Weight and quality of assertions and claims should match weight and quality of quotes and citations

Not everything that might benefit from backup from other sources needs to be an academic history research paper.

Illustrating a peripheral point in an answer can give you a hard time finding academic or otherwise reliable online sources. Contrasting supposedly common knowledge or basic facts with historical research can give you a hard time backing it up with online articles or comparable sources alone. Sometimes such a scholarly source exists, but it is either behind paywalls or it is simply not online at all.

The point is, anyone striving to provide an answer is regarded as someone having a say because she knows something. Something more than the asker, something more or in addition or improving on, correcting previous answers. Furthering the discussion.

Fixes

Mere statements are not very helpful in these cases. Arguments need some kind of backup most of the time. Pointing out a logical flaw in a line of reasoning might be sufficiently called out by explaining why you think it is flawed. But when discussing the pros and cons of conflicting sources or narratives you most often need to quote that, refer to that, give links to that. We need the transparency most. Everyone should form his own opinion and be able to check the sources that form the basis of your post.

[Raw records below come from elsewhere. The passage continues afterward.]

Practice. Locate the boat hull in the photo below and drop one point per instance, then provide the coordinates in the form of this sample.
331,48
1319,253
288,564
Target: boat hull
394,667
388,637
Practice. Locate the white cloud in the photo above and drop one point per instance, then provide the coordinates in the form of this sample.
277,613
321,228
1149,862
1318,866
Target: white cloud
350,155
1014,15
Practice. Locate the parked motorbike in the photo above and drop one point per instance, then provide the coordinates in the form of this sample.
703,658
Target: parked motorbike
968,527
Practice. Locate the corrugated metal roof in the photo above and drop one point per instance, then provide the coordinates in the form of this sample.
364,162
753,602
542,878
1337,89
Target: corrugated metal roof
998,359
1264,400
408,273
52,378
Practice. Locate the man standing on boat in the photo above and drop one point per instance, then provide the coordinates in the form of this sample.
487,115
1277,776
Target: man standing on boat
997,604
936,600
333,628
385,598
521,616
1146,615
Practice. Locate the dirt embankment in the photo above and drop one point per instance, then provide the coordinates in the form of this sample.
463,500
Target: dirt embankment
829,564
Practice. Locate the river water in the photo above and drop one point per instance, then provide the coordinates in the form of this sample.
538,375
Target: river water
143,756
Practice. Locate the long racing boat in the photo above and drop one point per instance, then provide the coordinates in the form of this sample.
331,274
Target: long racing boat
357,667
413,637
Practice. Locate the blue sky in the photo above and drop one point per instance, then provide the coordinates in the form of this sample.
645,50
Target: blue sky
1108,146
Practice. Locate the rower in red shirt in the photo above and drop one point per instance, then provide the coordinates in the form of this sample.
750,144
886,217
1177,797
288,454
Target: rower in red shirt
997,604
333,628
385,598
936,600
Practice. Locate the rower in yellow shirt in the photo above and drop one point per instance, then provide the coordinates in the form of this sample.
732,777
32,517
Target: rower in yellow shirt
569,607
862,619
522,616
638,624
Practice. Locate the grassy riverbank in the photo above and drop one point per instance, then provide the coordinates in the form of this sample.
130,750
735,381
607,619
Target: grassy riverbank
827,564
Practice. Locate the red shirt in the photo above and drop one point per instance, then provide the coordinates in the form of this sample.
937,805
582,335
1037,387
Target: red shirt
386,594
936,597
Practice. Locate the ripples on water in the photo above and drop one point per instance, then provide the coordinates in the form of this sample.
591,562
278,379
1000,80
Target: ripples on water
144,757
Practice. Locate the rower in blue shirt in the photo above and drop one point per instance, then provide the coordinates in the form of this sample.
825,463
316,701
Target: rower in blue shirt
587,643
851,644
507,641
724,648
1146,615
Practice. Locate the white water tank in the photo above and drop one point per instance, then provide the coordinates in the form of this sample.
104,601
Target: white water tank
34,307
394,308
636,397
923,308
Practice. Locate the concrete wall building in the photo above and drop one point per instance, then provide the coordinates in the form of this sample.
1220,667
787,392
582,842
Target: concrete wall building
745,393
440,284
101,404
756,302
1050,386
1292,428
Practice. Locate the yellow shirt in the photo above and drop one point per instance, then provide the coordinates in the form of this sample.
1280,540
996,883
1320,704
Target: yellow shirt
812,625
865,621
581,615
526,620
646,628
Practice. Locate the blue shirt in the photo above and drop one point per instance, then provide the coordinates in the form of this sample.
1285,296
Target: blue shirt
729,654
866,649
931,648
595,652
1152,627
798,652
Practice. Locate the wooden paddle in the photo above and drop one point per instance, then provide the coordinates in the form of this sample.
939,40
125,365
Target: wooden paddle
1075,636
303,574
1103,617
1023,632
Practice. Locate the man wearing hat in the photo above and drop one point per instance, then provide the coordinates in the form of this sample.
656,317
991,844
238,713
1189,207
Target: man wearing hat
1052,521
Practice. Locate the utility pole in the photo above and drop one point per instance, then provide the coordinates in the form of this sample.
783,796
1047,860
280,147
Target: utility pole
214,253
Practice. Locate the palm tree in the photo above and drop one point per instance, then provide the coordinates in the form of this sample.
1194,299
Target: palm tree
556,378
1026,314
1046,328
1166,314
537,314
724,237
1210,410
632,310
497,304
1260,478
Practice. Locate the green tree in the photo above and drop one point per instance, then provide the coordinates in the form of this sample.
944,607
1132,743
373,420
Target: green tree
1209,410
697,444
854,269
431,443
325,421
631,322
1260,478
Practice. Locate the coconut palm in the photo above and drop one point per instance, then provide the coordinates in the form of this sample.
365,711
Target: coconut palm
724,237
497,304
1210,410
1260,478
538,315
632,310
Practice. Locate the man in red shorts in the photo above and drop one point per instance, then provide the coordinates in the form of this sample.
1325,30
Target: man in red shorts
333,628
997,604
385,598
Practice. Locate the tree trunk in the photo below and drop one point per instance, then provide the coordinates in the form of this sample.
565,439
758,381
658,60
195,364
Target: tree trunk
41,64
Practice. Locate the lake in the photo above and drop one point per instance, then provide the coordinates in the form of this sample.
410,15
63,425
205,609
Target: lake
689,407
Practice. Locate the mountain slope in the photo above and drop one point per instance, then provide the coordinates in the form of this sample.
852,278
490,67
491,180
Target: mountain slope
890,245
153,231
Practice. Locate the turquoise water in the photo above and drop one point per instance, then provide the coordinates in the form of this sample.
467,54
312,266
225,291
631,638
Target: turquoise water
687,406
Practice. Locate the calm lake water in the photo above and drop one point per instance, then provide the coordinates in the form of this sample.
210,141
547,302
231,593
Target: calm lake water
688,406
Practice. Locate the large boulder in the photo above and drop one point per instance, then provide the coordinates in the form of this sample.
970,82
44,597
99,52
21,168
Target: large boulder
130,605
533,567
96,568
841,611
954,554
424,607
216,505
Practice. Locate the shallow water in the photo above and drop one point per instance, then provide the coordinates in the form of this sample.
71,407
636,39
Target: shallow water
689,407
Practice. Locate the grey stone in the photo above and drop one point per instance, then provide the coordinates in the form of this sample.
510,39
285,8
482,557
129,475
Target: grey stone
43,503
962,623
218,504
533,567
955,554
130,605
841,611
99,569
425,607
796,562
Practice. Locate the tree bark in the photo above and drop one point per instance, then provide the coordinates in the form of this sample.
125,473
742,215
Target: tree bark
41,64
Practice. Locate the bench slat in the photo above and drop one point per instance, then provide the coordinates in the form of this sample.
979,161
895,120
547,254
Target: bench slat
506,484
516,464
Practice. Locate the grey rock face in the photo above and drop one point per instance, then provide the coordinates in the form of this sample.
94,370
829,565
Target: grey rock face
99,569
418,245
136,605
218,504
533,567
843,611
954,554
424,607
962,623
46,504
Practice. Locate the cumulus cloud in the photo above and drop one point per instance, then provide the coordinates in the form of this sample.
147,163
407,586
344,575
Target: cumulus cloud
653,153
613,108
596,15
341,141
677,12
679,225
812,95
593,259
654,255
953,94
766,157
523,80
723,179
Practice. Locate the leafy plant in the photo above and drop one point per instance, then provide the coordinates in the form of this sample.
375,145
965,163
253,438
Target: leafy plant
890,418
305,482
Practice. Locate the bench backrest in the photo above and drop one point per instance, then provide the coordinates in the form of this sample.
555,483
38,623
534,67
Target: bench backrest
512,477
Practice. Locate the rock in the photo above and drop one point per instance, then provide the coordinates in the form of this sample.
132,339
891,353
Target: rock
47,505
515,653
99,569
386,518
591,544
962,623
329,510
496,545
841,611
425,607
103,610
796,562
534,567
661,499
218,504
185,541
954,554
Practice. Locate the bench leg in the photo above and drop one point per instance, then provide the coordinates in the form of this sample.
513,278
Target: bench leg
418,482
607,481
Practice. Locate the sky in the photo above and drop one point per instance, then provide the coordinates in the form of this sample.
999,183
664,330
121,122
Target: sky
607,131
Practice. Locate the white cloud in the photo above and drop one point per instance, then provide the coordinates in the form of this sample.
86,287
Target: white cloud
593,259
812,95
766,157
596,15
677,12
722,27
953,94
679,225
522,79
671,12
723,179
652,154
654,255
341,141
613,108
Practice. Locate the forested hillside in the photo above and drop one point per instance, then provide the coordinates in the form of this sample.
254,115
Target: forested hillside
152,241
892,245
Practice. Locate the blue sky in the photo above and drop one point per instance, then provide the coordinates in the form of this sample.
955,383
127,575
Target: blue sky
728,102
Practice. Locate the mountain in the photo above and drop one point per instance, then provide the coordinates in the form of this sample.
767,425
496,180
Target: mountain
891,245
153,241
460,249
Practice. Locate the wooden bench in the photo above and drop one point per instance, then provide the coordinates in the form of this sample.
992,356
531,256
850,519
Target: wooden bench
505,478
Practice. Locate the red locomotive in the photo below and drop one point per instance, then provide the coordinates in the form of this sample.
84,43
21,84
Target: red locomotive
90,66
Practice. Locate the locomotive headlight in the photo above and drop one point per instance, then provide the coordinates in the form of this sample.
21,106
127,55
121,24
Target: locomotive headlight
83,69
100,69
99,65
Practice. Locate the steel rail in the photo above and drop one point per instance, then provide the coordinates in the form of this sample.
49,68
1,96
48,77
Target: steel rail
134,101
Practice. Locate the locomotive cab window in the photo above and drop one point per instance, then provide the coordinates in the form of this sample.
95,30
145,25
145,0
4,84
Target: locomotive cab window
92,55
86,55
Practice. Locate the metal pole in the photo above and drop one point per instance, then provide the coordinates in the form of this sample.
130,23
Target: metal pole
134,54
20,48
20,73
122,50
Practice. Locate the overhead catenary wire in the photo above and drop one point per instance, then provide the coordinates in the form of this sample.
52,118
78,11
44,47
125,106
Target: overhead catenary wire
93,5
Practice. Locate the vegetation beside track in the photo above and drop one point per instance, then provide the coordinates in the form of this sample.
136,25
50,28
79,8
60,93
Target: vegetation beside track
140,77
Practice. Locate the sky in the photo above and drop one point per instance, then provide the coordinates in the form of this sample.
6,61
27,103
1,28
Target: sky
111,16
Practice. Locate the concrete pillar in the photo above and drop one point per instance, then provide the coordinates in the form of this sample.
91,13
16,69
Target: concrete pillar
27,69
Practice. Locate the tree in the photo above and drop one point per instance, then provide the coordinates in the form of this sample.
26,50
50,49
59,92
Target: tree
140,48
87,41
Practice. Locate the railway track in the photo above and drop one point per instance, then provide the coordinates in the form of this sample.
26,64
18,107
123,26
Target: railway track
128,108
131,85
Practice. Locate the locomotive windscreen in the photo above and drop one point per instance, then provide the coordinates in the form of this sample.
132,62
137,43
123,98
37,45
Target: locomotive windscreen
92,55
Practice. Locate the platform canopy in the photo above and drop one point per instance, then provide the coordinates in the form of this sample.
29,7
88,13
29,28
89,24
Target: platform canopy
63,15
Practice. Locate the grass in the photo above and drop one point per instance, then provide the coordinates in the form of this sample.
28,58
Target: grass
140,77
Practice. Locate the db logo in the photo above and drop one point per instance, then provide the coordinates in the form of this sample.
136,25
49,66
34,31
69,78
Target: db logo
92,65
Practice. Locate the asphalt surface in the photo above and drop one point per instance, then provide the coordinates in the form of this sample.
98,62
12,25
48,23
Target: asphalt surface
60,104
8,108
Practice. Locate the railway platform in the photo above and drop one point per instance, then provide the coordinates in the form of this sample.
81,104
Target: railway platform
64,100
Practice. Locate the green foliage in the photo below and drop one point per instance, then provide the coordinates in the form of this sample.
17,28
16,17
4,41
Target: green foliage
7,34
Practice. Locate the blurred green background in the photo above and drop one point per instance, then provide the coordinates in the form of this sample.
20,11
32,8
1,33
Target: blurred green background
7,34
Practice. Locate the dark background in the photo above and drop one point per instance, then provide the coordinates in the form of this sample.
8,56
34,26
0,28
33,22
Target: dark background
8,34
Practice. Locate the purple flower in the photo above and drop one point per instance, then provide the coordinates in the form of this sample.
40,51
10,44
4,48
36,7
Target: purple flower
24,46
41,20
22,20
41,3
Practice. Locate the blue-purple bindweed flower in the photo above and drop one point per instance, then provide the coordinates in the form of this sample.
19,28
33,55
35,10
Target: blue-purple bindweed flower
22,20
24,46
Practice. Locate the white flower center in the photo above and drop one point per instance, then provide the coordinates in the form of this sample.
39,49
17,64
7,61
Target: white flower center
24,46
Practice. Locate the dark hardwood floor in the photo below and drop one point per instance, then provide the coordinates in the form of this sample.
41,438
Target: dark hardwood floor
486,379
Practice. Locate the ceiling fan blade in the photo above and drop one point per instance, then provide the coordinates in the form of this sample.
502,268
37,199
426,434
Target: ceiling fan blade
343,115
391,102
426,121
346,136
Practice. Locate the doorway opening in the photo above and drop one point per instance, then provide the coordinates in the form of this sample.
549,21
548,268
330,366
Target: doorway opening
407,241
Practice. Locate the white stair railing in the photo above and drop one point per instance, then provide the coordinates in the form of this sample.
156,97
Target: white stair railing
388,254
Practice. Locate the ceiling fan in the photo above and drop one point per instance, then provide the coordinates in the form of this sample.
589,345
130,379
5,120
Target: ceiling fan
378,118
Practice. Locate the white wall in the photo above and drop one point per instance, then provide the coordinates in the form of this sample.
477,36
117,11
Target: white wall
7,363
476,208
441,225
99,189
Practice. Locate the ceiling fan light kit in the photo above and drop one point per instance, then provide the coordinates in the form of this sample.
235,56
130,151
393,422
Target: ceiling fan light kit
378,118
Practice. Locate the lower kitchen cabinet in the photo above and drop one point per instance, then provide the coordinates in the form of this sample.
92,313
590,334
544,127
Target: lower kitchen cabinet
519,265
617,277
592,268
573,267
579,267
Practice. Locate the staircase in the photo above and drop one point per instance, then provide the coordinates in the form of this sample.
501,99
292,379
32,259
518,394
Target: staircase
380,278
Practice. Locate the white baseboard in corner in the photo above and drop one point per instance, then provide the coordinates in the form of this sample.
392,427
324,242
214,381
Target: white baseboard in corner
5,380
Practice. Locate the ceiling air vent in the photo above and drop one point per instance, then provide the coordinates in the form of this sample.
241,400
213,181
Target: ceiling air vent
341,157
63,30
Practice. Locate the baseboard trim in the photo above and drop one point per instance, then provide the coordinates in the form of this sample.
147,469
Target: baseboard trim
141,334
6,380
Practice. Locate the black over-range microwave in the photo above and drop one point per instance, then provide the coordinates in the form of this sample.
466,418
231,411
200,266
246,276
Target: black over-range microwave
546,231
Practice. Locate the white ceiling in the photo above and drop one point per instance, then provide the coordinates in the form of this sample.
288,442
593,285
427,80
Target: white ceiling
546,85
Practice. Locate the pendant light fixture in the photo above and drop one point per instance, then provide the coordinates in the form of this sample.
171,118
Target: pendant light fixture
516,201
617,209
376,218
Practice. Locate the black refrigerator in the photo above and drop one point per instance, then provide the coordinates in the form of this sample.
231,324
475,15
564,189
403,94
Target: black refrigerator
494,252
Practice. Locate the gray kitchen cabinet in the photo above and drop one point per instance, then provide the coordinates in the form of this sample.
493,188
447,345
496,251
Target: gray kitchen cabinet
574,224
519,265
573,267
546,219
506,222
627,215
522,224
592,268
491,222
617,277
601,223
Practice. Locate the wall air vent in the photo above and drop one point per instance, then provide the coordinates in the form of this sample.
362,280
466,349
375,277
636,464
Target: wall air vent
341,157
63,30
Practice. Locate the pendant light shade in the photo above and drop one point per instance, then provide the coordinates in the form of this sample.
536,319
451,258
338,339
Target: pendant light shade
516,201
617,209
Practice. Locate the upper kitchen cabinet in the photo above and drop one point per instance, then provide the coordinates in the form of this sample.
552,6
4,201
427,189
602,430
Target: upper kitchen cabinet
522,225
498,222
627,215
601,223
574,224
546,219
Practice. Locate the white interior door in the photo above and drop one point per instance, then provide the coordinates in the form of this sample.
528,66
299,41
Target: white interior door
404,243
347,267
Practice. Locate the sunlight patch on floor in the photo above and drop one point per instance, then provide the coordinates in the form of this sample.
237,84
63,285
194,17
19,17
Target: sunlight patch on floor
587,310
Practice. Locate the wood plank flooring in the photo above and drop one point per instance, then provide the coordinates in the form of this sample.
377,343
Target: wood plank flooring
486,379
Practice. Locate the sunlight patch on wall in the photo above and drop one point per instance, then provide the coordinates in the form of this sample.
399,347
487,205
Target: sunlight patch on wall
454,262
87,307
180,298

As an answer poster you are also a judge, a gate-keeper an evaluator of the material available to you, of your own knowledge. As such it is up to you to find the best evidence, the strongest argument the best data to backup your claims, your arguments or reasoning. Low quality sources are permitted! Low quality sources are also miserable and shine a bad light on your answer and on you.

That is why we need reliable sources. If you want to backup your claim about perhaps well-known facts that are non-central to your argument, then higher standard historical sources might not be the easiest to accomplish what you want to say.

Peripheral sources I would like to call them should be fine to illustrate, to give context to weigh the arguments. Central claims need reliable sources central to the field of discussion. One might contrast yellow press articles with what books or research articles have to say about a certain topic. It will be almost fruitless to just refer to personal anecdotes or a TV host's statements to backup your statement.

You do not know or have the truth. Your sources do not have or know the truth. –– Everyone is entitled to his own stupidity. Or geniality. There is always room for improvement.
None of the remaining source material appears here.